I am trying to obtain extinction, scattering and absorption cross-sections for a periodic array of metal nanorings.

In the mie scattering example, there are two analysis monitors, ‘Total’ and ‘scat’ enclosing the metal structure, and the whole system is inside the FDTD simulation region. And the TFSF source is sandiwiched between the ‘Total’ and ‘scat’ monitors.
For a periodic array, I changed the FDTD region to include only the unit cell and changed the input source to a plane wave source, but here is where I get confused with the set up for the monitors. How do I construct the monitors in this case to obtain the scattering and absorption cross-sections if the FDTD region is not enclosing the whole system but just the unit cell? Could you have to look at my .fsp file and explain how I should modify it to make it work?

Sorry for the inconvenience,

Sean Park

MNR_Array_extinction.fsp (318.1 KB)

Hi, @hc.park !

Because of the structure geometry, you can’t get a unit cell with no elements touching the boundary ( in the framework of the Cartesian coordinate system). In turn, the requirement for usage of the TFSF source is the uniform index profile along the boundary, so that it is of no use in your case.

I suggest using pre-written scripts from the optical power analysis group:

Also, you might be interested in calculating s-parameters, for which there is corresponding script in the advanced analysis category: https://kb.lumerical.com/en/layout_analysis_advanced_tool.html

If having problems with your simulation, don’t hesitate to write.

Hi @hc.park and @msaygin,

For periodic structures the TFSF source is usually not required, unless you are interested in scattering in the specular direction, which requires removing the specular reflection from the substrate. In most cases a regular plane wave source is appropriate.
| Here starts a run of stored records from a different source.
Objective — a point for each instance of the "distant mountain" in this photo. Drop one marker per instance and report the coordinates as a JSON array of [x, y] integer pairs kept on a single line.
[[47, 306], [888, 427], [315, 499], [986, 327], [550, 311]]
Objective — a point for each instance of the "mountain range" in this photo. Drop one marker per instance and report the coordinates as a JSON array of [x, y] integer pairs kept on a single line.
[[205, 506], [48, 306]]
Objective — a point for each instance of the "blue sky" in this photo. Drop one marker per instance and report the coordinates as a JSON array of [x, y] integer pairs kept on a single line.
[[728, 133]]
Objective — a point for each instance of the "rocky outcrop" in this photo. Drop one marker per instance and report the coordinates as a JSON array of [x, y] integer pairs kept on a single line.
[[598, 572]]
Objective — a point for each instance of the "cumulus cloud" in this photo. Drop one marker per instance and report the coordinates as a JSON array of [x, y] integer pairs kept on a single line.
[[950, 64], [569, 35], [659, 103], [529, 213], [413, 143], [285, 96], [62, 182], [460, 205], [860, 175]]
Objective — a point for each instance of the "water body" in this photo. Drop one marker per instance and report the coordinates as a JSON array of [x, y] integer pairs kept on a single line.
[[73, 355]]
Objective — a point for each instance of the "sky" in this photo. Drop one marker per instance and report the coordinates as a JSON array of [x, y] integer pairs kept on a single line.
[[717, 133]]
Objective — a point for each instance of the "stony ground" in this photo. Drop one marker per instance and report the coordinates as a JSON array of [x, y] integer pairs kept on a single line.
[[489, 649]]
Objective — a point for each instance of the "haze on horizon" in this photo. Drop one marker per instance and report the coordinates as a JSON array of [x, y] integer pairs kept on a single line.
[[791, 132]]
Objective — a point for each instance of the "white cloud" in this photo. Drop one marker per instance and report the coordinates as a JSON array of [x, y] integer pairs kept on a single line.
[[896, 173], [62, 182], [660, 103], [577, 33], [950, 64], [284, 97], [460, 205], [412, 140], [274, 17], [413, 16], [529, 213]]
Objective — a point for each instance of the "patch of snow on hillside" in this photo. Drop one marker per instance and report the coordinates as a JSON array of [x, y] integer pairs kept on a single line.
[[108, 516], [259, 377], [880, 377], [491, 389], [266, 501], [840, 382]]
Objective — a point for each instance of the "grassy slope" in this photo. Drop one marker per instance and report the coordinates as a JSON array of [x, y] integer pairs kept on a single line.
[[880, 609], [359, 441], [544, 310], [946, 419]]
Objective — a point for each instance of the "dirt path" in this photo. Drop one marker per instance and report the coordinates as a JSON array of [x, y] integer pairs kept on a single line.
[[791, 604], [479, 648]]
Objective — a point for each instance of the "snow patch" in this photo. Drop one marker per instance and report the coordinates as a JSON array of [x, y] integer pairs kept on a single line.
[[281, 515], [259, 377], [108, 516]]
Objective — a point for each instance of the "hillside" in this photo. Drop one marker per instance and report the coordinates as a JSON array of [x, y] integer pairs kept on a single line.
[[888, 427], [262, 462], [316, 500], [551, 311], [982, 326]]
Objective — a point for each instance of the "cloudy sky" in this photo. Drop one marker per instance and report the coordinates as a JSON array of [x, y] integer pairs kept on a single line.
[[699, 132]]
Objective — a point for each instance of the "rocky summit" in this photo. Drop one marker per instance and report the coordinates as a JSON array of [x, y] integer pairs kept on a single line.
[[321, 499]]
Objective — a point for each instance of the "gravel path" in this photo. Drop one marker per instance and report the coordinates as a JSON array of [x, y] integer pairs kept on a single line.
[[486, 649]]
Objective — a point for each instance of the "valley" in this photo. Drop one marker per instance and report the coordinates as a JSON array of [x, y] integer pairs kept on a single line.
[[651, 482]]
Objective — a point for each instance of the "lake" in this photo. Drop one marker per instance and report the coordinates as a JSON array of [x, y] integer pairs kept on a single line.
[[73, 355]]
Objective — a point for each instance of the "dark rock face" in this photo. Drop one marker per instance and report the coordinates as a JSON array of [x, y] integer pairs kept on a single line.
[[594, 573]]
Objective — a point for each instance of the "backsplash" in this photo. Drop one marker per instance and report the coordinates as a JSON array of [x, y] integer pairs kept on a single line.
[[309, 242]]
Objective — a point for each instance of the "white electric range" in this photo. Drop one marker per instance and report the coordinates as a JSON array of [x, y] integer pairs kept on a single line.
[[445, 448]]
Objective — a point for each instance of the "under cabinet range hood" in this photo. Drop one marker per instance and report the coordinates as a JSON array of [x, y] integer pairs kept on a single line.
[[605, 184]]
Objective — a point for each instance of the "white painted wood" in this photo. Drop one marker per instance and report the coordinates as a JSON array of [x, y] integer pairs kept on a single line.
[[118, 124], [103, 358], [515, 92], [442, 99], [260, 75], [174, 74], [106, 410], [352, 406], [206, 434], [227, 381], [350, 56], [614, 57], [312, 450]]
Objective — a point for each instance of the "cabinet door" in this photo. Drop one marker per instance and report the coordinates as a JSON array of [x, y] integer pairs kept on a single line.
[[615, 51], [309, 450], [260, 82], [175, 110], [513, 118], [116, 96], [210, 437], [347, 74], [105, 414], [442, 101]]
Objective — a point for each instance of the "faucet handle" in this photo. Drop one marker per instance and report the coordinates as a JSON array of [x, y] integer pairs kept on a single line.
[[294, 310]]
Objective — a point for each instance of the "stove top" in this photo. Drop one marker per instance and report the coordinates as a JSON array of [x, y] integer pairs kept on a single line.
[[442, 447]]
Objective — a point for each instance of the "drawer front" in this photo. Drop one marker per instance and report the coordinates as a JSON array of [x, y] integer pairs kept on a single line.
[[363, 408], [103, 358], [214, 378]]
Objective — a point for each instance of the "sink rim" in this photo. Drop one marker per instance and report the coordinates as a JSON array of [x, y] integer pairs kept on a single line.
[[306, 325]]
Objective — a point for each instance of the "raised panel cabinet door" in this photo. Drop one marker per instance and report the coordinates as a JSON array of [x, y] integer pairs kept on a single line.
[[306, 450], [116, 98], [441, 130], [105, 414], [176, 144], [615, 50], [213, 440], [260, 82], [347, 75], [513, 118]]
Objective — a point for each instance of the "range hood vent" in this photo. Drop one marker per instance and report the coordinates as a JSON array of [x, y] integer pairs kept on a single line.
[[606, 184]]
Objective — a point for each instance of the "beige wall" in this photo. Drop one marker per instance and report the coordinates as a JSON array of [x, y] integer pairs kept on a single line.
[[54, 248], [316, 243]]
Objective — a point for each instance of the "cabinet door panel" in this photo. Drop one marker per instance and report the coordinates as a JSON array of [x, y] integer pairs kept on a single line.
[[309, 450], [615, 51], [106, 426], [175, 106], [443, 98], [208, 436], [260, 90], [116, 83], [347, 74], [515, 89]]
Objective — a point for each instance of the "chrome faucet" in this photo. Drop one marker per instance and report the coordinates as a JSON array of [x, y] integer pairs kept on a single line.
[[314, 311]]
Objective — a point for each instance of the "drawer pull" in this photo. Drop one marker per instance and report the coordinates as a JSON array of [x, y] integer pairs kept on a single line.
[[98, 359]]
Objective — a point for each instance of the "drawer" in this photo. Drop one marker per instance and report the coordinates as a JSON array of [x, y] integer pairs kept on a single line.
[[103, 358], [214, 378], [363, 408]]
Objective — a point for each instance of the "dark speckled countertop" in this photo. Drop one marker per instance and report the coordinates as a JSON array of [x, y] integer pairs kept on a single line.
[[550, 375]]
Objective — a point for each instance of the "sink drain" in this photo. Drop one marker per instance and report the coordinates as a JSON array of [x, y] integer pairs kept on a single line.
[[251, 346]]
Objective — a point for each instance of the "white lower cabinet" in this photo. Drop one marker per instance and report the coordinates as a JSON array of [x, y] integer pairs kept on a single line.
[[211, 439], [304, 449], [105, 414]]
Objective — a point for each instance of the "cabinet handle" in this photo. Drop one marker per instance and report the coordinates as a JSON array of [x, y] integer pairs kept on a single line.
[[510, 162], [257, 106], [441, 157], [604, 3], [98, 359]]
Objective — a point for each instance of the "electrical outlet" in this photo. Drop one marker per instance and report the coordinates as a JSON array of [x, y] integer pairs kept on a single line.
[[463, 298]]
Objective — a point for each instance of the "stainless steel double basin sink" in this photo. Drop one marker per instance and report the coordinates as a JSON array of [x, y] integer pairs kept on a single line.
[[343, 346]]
In your setup, the monitor above the source (“Reflection”) gives you the fraction of the source power reflected by the structure. Since the source power is integrated over one unit cell, the fraction you get can be interpreted as a cross section relative to the area of the unit cell. For example, if the reflected power is 10%, this means that the reflection cross section is 10% of the unit cell area. The same applies to other quantities like absorption. You just need to measure it as you would normally do, and interpret the fraction as a fraction of the unit cell area.

Hope this helps!

Hello, @fgomez and @msaygin thank you for the comment. I will assume the setup is correct and see what I can obtain from it.